So liegt es hier. Die Beklagte richtet ihre Schätzung auch nach ihren in der mündlichen
Verhandlung nachgeschobenen Erwägungen zur Entschädigung einer Villeneinrichtung
an den Hamburger Richtlinien aus. Für den Streitfall ist das ein verfehlter Ansatz; es gibt
einen vorzugswürdigen. Verfehlt ist der Ansatz hier, weil die Hamburger Richtlinien aus
dem Jahr 1944 zur Bearbeitung von Kriegssachschadensanträgen in Hamburg dienten.
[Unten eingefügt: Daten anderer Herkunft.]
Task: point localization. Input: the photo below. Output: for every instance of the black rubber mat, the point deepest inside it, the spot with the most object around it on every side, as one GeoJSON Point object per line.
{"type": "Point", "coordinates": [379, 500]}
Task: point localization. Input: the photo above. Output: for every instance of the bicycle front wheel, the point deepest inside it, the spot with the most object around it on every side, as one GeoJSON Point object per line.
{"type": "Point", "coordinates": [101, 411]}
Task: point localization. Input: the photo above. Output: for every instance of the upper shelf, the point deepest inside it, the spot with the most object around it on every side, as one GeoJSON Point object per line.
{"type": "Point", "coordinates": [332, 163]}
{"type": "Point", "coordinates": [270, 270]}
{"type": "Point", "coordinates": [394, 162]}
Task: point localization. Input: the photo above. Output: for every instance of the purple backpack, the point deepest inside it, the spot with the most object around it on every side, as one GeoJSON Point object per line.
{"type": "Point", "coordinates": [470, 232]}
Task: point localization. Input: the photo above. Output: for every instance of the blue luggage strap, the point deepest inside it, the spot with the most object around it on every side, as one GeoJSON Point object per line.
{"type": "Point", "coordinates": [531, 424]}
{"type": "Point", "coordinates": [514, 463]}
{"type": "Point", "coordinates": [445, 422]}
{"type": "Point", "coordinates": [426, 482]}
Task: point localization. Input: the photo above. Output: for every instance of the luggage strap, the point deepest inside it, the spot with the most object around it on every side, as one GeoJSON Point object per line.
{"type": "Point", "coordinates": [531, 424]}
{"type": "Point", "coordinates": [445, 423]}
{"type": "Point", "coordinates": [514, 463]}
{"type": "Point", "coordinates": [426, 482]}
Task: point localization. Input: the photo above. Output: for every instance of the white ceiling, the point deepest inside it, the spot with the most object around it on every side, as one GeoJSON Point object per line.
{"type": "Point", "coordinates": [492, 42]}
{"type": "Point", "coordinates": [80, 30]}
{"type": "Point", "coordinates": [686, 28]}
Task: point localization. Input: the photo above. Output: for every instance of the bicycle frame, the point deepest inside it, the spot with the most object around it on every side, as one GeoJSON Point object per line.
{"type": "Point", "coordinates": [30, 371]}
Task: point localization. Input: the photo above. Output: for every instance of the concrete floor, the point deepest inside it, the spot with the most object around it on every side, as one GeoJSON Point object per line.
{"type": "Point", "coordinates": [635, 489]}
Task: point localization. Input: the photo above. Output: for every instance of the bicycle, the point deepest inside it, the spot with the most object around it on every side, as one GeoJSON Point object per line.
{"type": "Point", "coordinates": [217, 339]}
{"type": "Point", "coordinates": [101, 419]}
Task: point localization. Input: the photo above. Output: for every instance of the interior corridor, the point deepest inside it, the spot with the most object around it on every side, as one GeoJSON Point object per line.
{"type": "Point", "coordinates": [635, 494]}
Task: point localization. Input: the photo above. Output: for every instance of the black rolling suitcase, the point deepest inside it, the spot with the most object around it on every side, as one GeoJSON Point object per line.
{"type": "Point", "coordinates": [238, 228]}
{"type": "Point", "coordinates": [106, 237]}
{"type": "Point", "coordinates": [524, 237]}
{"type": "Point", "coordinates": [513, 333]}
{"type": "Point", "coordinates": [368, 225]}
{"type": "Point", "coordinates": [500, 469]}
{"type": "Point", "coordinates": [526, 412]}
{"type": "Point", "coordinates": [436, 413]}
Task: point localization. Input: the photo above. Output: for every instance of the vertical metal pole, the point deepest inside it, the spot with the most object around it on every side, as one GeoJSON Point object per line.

Sie nutzten bis dahin gemachte Erfahrungen mit Durchschnittshaushaltungen und
unterschieden zwischen 1- bis 4- Zimmer-Wohnungen mit Einkommensstufen bis 6.000
RM im Jahr und 2- bis 7-Zimmer-Wohnungen mit Einkommensstufen bis 10.000 RM
Jahreseinkommen. Ihrem eigenen Anspruch nach konnten diese Richtlinien nicht ohne
weiteres mit Erfolg angewandt werden, in denen der Geschädigte aus einem Vermögen
oder aus besonderen Gründen höhere Werte im Hausrat angelegt hatte. Auch das lässt
es fernliegend erscheinen, auf diese Richtlinien zurückzugreifen, wenn es um die
Entschädigung der Villeneinrichtung eines Bankiers geht. Sollte es keine besseren
Werten geben (wie etwa in dem von der 25. Kammer entschiedenen Fall), mag es
vertretbar sein, sich auch in einem solchen Fall bei der Schätzung an den Hamburger
Richtlinien zu orientieren.
Hier indes gibt es einen besseren Wert. Den sieht das Gericht in dem 1962 von einer
Entschädigungsbehörde angesetzten Verschleuderungsschaden von 100.000 RM in
Bezug auf die Einrichtung der Nachbarvilla. Nach der unangegriffenen Darstellung des
Klägers, die nach Aktenlage plausibel erscheint, waren die beiden Villen in der W...straße
und der B...straße in Größe und Ausstattung vergleichbar. Den Rückgriff auf diesen Wert
hält das Gericht auch deshalb für (gegenüber einer Extrapolation der Hamburger
Richtlinien) vorzugswürdig, weil nach dem Grundlagenbescheid die übliche Einrichtung zu
entschädigen ist, was einen Vergleich erlaubt. Und schließlich schreibt das Gericht einer
1962 tätigen Entschädigungsbehörde eine beachtliche Sachkunde beim Umgang mit
Werten um 1956 zu. Weil aber nach dem Grundlagenbescheid nicht die gesamte
Villeneinrichtung zu entschädigen ist, hält das Gericht einen Abschlag für geboten, den
es durch einen niedrigeren Ausgangswert und den für die Anwendung des Preisindexes
(zur Umrechnung von Reichsmark auf Deutsche Mark am 1. April 1956) nötigen Stichtag
ausdrückt. Die im Widerspruchsbescheid aus dem Jahr 2005 angesprochene
Berücksichtigung von Kunstgegenständen sieht das Gericht dadurch gewährt, dass es
auf den Verschleuderungsschaden der Einrichtung der Nachbarvilla zurückgreift.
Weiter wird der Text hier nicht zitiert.